Alors qu’une différence de six foulées par minute semble substantielle, les avantages réels de corriger cette « erreur » sont en réalité plutôt dérisoires. Si tous les sujets avaient couru à leur cadence idéale, la fréquence cardiaque médiane n’aurait diminué que de 0,5 battement par minute, ce qui ne justifie pas le gros effort à fournir lorsqu’on cherche à changer son rythme naturel. On constate cependant quelques exceptions : au moins deux sujets obtiendraient une baisse plus significative d’entre 1 et 3 battements par minute.

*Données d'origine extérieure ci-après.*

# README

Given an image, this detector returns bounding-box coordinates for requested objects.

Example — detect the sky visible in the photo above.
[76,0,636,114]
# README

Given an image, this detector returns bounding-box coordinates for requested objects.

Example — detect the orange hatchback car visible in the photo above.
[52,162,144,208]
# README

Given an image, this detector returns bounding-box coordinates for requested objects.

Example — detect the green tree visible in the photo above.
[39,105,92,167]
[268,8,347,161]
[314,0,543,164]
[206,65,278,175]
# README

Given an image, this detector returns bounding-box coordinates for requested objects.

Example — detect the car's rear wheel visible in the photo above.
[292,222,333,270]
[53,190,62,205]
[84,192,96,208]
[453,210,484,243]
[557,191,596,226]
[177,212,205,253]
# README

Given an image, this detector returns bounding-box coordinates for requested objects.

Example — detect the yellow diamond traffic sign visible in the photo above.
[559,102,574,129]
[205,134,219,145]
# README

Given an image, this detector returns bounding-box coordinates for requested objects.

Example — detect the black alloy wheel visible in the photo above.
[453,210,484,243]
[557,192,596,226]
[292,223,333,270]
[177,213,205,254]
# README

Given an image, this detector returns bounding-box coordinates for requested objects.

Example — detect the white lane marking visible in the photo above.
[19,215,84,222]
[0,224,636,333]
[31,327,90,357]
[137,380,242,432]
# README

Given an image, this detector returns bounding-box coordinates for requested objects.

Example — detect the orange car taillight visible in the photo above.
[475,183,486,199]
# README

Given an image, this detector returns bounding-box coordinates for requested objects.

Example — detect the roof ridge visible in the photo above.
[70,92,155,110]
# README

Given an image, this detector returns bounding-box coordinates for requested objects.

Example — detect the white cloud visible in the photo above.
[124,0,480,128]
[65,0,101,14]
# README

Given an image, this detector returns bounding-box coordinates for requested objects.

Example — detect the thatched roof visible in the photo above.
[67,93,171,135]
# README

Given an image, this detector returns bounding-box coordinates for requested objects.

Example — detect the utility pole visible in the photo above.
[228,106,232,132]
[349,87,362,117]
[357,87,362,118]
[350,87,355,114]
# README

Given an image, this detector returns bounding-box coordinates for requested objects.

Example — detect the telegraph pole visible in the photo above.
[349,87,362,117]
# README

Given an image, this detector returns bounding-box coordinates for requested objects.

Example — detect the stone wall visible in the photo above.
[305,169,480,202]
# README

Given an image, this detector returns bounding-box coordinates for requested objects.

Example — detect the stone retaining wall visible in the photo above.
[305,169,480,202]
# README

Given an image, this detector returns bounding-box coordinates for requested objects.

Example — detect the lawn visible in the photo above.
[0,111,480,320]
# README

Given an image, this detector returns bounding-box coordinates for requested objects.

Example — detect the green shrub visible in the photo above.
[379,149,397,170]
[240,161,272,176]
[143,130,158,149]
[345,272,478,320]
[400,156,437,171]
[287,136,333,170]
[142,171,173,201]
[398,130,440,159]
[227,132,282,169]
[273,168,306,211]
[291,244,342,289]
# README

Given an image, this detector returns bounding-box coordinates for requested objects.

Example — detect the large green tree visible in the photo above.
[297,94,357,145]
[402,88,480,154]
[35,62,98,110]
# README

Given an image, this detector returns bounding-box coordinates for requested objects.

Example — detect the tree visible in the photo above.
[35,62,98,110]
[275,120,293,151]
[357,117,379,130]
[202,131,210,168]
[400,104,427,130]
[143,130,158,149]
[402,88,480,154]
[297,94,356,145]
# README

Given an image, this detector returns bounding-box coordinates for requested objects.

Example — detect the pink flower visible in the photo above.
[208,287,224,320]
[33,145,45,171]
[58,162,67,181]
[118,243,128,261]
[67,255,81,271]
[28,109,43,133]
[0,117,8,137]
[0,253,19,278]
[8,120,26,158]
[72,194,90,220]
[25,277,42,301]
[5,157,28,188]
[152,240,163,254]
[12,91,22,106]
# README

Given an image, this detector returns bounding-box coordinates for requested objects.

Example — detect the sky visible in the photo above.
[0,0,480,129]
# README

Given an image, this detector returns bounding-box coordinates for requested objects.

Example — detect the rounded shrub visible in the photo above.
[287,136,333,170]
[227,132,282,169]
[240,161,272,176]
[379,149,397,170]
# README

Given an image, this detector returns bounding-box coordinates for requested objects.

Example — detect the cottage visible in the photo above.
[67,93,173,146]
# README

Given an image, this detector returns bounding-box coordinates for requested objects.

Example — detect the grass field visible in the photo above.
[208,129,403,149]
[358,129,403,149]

Remarquons que le coureur qui avait le plus à gagner était l’un des rares au sein de l’étude à avoir déclaré ne pas participer à des courses organisées, ce qui conforte l’idée que les coureurs moins expérimentés ont moins tendance à optimiser leurs pas par des tests d’erreur.
Il est tout de même important de souligner que l’efficacité n’est pas la seule raison pour laquelle on pourrait décider de modifier sa cadence. Selon certains chercheurs, une cadence plus élevée réduit la charge sur les genoux et les hanches, ce qui réduit le risque de blessure – cette théorie ne fait cependant pas l’unanimité. Du point de vue de l’efficacité, la plupart d’entre nous semblent s’adapter à une cadence appropriée sans effort conscient. Mais si vous pensez faire partie des exceptions — ou juste par curiosité — prenez un cardiofréquencemètre et un ami avec un vélo et jugez par vous-même.